I had an interesting conversation with a nice friend of mine. Well she wanted to say sorry to me because she said “You are a total mess” yesterday, and she was feeling sorry because she really meant when she said that. I know I tend to give more importance to things, more than they actually deserve, but still. This conversation put two thoughts into my mind immediately.
Firstly I loved her honesty, honesty in telling me what she felt about me. Anybody who sees me as a mess had not come up to me and told me that. If it was “some” person I wouldn’t have cared, but she is not one I would call “Some”.
Secondly I didn’t like she apologized, does she really need to say sorry when she tells me what she honestly feels?. I don’t think so, that too after knowing me, she does know I am not the kind who would not accept criticism or advice.
This really made me to think on two totally different things. This thing called ego is so strange right. Sometimes small things hurt my ego. A person commenting on my accent, dressing or even books I read. It really annoys me when people who don’t have any idea about me or the thing they are talking about criticize me. These people are the ones I don’t care about, but still their comments hurt my ego. I have made sure at least I don’t bring bias into ego, a particular class, gender or age group do not hurt my ego more. Its just people whom I don’t care that hurt my ego more.
Now, people I care about, their opinion never hurts me nor my ego. It does make me think. I really can tell when people I care are talking with sense and seriousness. Really it does not make me angry, it just puts me in a thinking mode, and provides me areas to work on. I am sounding too idealistic. I am not. There have been numerous instances where I haven’t agreed with what they think about me. The fact that I don’t let people know about the conflicts, does not mean they do not exist. When you know people’s intentions, and somewhere deep down you know they are talking truth, there is no point in getting angry right?
Coming back to me being a mess. Well its true. I am a total mess with my personal life, it always gets lost behind my professional life. I am not really sure I ended up like this, but somehow I cant take my mind off work when I am off it. It takes something really big to keep my mind of it, for long time.

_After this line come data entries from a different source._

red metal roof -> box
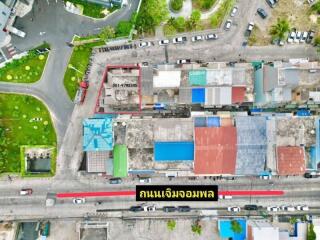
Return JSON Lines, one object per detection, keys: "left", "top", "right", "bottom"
{"left": 194, "top": 127, "right": 237, "bottom": 175}
{"left": 277, "top": 146, "right": 305, "bottom": 175}
{"left": 232, "top": 87, "right": 246, "bottom": 104}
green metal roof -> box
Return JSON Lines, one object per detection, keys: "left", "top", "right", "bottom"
{"left": 188, "top": 70, "right": 207, "bottom": 86}
{"left": 113, "top": 144, "right": 127, "bottom": 177}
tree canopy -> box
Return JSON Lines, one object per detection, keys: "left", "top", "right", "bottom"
{"left": 231, "top": 220, "right": 243, "bottom": 234}
{"left": 269, "top": 18, "right": 290, "bottom": 40}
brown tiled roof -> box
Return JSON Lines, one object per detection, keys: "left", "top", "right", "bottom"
{"left": 277, "top": 146, "right": 305, "bottom": 175}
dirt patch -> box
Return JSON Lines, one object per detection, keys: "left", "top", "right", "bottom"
{"left": 253, "top": 0, "right": 320, "bottom": 45}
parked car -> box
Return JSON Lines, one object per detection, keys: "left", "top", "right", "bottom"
{"left": 304, "top": 172, "right": 319, "bottom": 178}
{"left": 192, "top": 35, "right": 203, "bottom": 42}
{"left": 173, "top": 36, "right": 187, "bottom": 44}
{"left": 177, "top": 206, "right": 191, "bottom": 212}
{"left": 300, "top": 32, "right": 308, "bottom": 43}
{"left": 306, "top": 30, "right": 315, "bottom": 44}
{"left": 138, "top": 42, "right": 151, "bottom": 48}
{"left": 285, "top": 206, "right": 295, "bottom": 212}
{"left": 260, "top": 174, "right": 272, "bottom": 180}
{"left": 287, "top": 31, "right": 296, "bottom": 43}
{"left": 159, "top": 39, "right": 170, "bottom": 45}
{"left": 109, "top": 178, "right": 122, "bottom": 184}
{"left": 139, "top": 177, "right": 151, "bottom": 183}
{"left": 219, "top": 195, "right": 232, "bottom": 199}
{"left": 266, "top": 0, "right": 277, "bottom": 8}
{"left": 294, "top": 31, "right": 302, "bottom": 43}
{"left": 143, "top": 204, "right": 156, "bottom": 212}
{"left": 205, "top": 33, "right": 218, "bottom": 40}
{"left": 163, "top": 206, "right": 176, "bottom": 212}
{"left": 129, "top": 206, "right": 144, "bottom": 212}
{"left": 244, "top": 205, "right": 258, "bottom": 211}
{"left": 246, "top": 22, "right": 255, "bottom": 36}
{"left": 20, "top": 188, "right": 33, "bottom": 196}
{"left": 227, "top": 207, "right": 241, "bottom": 212}
{"left": 230, "top": 6, "right": 238, "bottom": 17}
{"left": 73, "top": 198, "right": 85, "bottom": 204}
{"left": 176, "top": 59, "right": 191, "bottom": 64}
{"left": 296, "top": 205, "right": 309, "bottom": 211}
{"left": 224, "top": 19, "right": 232, "bottom": 31}
{"left": 257, "top": 8, "right": 268, "bottom": 19}
{"left": 267, "top": 206, "right": 278, "bottom": 212}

I do agree that its really not worth it, nor it is required always, but still I tend to worry a lot about things concerning work. I tend to over worry about the schedule and quality of work items I work on. I always used to think Its happening because I am doing it to impress my peers/superiors/ or even big bosses, when people started to get impressed, I kind of made up my mind that this is the right way to impress them. I am not that immature, that I cant realize, that I need not do this to impress anymore, I am confidant enough that my work will speak for itself. Then what is it that makes me worry?.Wish I had answer to this question.
I have always criticized my mother, when she tends to worry too much on things she should not be thinking about. She does it in personal life, and I do it both in personal and professional life I guess.
The conversation surprised me a little, has it become that obvious, so visible that people think I need to change. I just started to wonder. Currently I am not in any kind of relationship, nor have been previously. If I am letting my work affect my friendship, I am just wondering what would really happen when I get into a real relationship and commitments.
I do want to improve, and I have started a little. My idea to blog was one of my efforts, to divert my mind to another passion, to make sure I enjoy something, to get away from my normal thoughts for a while, to look deep into myself, to tell things which I feel strongly, to people who will not judge the thought by the person I am, and me from the thoughts I have. I kind of give myself almost 2 full hours per day to do things I like to.
When it comes to social life, I have never been a social person, I always like small groups of close people, with more personal relations. Also I have never been a person with lot of hobbies and outdoor activities. I kind of don’t like to change this either. But yes I did understand what my friend wanted to tell me and I hope that I will improve.